母が戻ったことにちっとも気づかなかった。慌てて駆け寄り、小上がりに腰かけて手のひらで顔を扇いでいる母の横で、背負子から次々と本を出していく。
「お母ちゃん、これどうだった」
腕に抱えていた中から、一冊を手にして母に向けた。あねさんかぶりの手拭いを外しながら、母がふんと鼻を鳴らす。
「いたくお気に召したようだね。またこういうのが読みたいってさ」
口調こそぶっきらぼうだが、珍しく手放しで仕事ぶりを褒めてくれている。あたしは口元が緩むのを抑えられなかった。
貸本屋は客が好みそうな本を見繕って配達する。回収する際、また次の本を選んで持っていく。
うちのお得意さんは二百以上いる。薦めた本を客に気にいってもらえることは、貸本屋にとってなによりの喜びだ。
父が身体を壊し、店に出られなくなってから、母とあたしと弟の三人で力を合わせてなんとかやってきた。
本来なら、本を選ぶのも配達するのも店主がやる。けれどもうちはあたしが本を選び、配達と回収は母と弟がやることになった。
父の秘蔵っ子で、子どものころから父が仕事するのをずっと横で見てきたあたしだ。
「あそこの手代さんは軍記物好き」
「黄表紙好きな若い後家さん」
面白半分に父から聞いた話は、全部頭に入っている。
「鳶屋のくじは外れなし」
洒落好きの江戸っ子が、うちの屋号である鳶「とんび」と「富くじ」を引っかけて言う。そんな父を誇らしく思っていたし、なんとしても店を守りたかった。

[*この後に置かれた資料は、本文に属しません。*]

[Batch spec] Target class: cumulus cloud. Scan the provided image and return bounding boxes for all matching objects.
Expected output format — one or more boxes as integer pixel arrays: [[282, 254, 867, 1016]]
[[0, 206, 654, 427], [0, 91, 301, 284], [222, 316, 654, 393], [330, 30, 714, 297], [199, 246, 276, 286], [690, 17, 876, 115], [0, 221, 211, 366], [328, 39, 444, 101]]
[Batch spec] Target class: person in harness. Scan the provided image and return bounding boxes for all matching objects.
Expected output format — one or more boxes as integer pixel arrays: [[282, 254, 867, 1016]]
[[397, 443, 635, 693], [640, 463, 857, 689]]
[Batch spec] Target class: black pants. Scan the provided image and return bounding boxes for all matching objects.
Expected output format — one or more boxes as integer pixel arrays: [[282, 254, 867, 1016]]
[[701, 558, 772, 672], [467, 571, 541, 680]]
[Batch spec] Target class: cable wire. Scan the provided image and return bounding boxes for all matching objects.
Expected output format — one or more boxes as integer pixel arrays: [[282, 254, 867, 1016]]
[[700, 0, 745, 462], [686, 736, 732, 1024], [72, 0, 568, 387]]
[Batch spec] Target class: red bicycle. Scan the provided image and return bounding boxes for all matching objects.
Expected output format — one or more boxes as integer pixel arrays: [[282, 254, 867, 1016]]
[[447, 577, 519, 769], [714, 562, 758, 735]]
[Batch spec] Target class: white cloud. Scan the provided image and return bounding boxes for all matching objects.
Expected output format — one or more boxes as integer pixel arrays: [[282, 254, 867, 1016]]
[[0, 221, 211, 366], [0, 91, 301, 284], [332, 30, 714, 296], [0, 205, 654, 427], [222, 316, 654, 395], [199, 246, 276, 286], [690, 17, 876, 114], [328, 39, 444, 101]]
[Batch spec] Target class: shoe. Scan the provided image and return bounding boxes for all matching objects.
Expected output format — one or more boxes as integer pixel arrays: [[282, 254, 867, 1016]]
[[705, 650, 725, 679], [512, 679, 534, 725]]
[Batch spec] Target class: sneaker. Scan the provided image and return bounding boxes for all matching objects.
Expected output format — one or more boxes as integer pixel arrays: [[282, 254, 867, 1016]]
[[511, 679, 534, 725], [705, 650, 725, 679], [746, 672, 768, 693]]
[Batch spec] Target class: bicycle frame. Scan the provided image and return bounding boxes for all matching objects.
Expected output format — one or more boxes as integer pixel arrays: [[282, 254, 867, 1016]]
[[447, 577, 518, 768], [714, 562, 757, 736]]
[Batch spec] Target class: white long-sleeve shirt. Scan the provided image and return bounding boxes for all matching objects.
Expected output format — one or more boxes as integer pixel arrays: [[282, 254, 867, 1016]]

一杯の冷たい水を奥から汲んできて、母が飲んでいる間に本を店の奥の棚に積んだ。いくつかを店頭の斜台に並べる。
「あとで、お父ちゃんに薬を作ってやっておくれ」
次の本を背負子に詰めると、母は大きく息を吐いてから、よっこらしょ、と威勢よく担いだ。一瞬、足元がふらつく。曲がった背中を見て、代わってやれないことに心が痛む。
「お父ちゃん、入るよ」
唐紙を押しやると、父がこちらに顔を向け、目元を緩ませた。
「店はどんな具合だ」
手を添えて半身を起こしてやると、父は少しむせてからそう尋ねた。
「上々だよ」
いつものように言った。「そうか」と呟き、両手で茶碗を持つと、湯気の上る薬湯をゆっくりすする。
「早く良くなんねぇとな」
独り言のように呟く横顔をそっと見た。目のあたりがすっかり落ちくぼんでいる。
「このままじゃお前も、安心して嫁にも行けねぇ」
「なに言ってんの。あたしがお嫁に行ったら、誰が本を選ぶのよ」
まだ弟には無理だ。任せられるのは、せいぜいが力仕事だ。
父はなにも言わず、寂しく笑う。
「いっそ、あたしが婿を取るのはどうだろう」
弟も嫁取りしたら、店を大きくしたっていい。家族だもの、力を合わせてやっていけるはずだ。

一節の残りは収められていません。